Bien entendu, on ne va pas souhaiter ça et on ne le peut pas. Mais ce qu'il faut comprendre, c'est que plus ces pays vont se développer, plus leur taux de fertilité va baisser. C'est ce qu'on appelle la transition démographique, qui est toujours corrélée au développement. Plus un pays devient riche, plus les femmes ont accès à l'éducation, plus les couples ont accès à des moyens de contraception et les enfants cessent d'être considérés comme une ressource économique pour les familles.

"Quand un pays devient riche, l'empreinte carbone par habitant augmente, mais la fertilité chute automatiquement."

François Gemenne

à franceinfo

Et dans les pays industrialisés alors ?

Là, par contre, la démographie a un gros impact sur le climat parce que l'empreinte carbone par habitant est très lourde. La bonne nouvelle, en tout cas bonne nouvelle pour le climat, c'est que la démographie est en baisse dans tous les pays industrialisés ou quasi. En France, par exemple, le taux de fécondité est pour le moment à 1,8 enfant par femme, alors que le taux de renouvellement naturel d'une population est de 2,1 enfants par femme. Et encore, on le sait, la natalité reste relativement forte en France. Dans la plupart des autres pays, le taux est bien bien inférieur, surtout en Chine. En Chine par exemple, le taux de fertilité est désormais de 1,1 enfant par femme.

"Un taux de fertilité à 1,1 enfant par femme en Chine, ça veut dire que la population chinoise a commencé à baisser."

François Gemenne

à franceinfo

Et à ce rythme, la chute va être absolument vertigineuse. En 2022, il n'y a que 11 millions de bébés qui sont nés en Chine. C'est le chiffre le plus bas depuis 1978.

Est-ce que dans les pays industrialisés, moins de naissances veut dire moins d'émissions ?

En tout cas, ça fait partie des raisons qui poussent certains jeunes à ne pas vouloir d'enfant. Évidemment, c'est loin d'être la seule raison. Mais on ne peut pas ignorer que pour certains, ne pas faire d'enfant, c'est conçu comme un geste écolo.

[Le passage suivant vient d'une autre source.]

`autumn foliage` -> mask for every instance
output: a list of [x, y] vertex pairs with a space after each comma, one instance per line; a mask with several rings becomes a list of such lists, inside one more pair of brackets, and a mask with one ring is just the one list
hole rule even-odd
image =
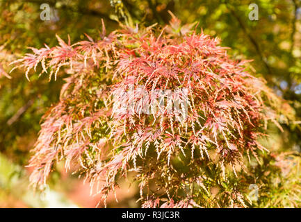
[[[122, 27], [106, 36], [104, 26], [99, 40], [71, 44], [57, 36], [57, 46], [31, 49], [14, 62], [29, 79], [31, 69], [49, 79], [68, 75], [42, 119], [32, 184], [43, 187], [65, 161], [104, 200], [131, 173], [145, 207], [250, 205], [251, 165], [273, 158], [259, 139], [270, 120], [281, 128], [277, 98], [247, 71], [247, 61], [232, 60], [220, 40], [192, 28], [174, 17], [162, 29]], [[149, 94], [185, 89], [172, 99], [186, 101], [186, 110], [141, 112], [151, 98], [131, 87]]]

C'est un geste écolo de ne pas faire d'enfant ?

Ce n'est pas si simple en réalité. D'abord parce que, évidemment, c'est un choix très intime et très personnel, qu'il ne nous appartient pas de juger. Mais c'est clairement un pari sur l'avenir. Aujourd'hui, un bébé qui naît en France avant même d'avoir émis ses premiers pleurs, a une empreinte carbone de 1,4 tonne parce qu'il va naître dans un hôpital, qu'il va nécessiter des services publics, etc... ça ne dépend absolument pas de ses choix de vie. La suite, par contre, va à la fois dépendre de ses choix de vie, mais aussi du monde dans lequel il va grandir.

C'est-à-dire ?

On peut raisonnablement espérer que les bébés qui naissent en ce moment dans les maternités françaises grandiront dans une économie beaucoup moins carbonée que celle dans laquelle nous avons grandi. Leur empreinte carbone sera bien moindre que la nôtre.